Great wound care starts with understanding that the most important thing is providing outstanding patient care. When patient care is made the top priority, the wound care program is set up to thrive. We have all had family members or friends who have received less than great medical care. It is a helpless feeling to watch someone you love not receive the best care.
Christina Le is a strong proponent of wound centers providing great patient care. She started her journey in wound care in 2009 when she accepted a position at Wound Care Advantage’s corporate office. Today she is the Director of Clinical Operations with the company.
“Because we are able able to impact a patient's life by helping them heal we become more than their nurse, we become their family,” she said. “I am most proud to help and empower the patient and their families to understand how they are at the forefront of their health.”
Being a wound care clinician absolutely comes with some challenges.
“On a daily basis we are dealing with the barriers that insurance companies have given us, and it has made it more difficult to ensure our patients get the best care possible once they leave our clinic,” Le said.
Le views herself and her team as educators.
“We not only are teaching our patients but also their families and caregivers,” she said. “We teach them how to properly clean and dress their wounds.
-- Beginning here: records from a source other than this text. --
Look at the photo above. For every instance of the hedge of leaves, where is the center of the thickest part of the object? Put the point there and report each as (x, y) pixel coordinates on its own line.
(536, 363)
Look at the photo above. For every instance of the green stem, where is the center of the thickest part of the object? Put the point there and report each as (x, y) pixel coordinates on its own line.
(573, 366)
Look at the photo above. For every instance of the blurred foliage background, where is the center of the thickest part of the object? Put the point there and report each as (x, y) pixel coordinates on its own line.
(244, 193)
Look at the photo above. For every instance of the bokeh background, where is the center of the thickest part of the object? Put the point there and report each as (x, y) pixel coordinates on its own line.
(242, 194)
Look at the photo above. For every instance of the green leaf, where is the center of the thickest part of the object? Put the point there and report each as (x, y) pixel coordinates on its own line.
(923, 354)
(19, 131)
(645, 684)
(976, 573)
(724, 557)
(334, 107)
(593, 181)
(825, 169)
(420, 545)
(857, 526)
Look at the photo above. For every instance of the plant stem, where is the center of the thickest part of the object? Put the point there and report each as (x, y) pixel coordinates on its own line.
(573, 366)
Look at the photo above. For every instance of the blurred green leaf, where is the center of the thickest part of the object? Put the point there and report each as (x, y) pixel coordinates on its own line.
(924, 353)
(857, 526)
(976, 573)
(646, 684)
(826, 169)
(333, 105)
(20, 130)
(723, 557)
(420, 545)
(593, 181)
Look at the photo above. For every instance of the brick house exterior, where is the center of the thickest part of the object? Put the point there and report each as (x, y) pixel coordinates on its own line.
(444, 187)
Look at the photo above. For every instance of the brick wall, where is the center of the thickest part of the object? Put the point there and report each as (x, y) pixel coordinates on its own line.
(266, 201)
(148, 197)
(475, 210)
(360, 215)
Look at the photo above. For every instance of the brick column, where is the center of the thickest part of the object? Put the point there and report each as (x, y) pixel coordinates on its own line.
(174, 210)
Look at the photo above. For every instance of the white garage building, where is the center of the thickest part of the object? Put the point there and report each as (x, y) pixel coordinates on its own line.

They are often miseducated from a prior facility who took care of their wounds.”
Changes in Wound Care
The wound care industry has changed a bit since Le first start working in it.
“There are more specialty wound care products available and the restrictions of insurances has changed how we can coordinate care for our patients,” she said.
She keeps a close eye on different wound care products and interesting new technology.
“At the end of the day, what sets Wound Care Advantage apart from the others is our dedication to putting patient care first,” Le said.
Writing About Wound Care
Christina also enjoys writing articles about wound healing and educating patients and caregivers.
She recently wrote about effectively offloading for diabetic foot ulcers when patients experience financial trouble in Today’s Wound Clinic. (http://www.todayswoundclinic.com/articles/effectively-offloading-dfus-when-patients-experience-financial-challenges)
“I love to share my experiences that I have had in the clinic first hand,” Le said. “There are so many tips and tricks that I want to be able to share with the rest of my wound care family that have helped me.”
The Importance of Mentors
She thinks it is important to have mentors in both life and your career.
“Mike Comer, CEO of Wound Care Advantage is my mentor in business because he is so passionate about his company and ensures we make patient care number one.,” Le said. “From the clinical side I look at Dr. John Gambol as a mentor because he is constantly teaching me how to be a better wound care nurse.
Le urges other medical professional to seriously consider a career in wound care.
“Because it’s so different than any other field in healthcare,” she said. “Since the wound care world is small, you can become an expert in this field and become an educator. That's my goal, to take over the wound care world.”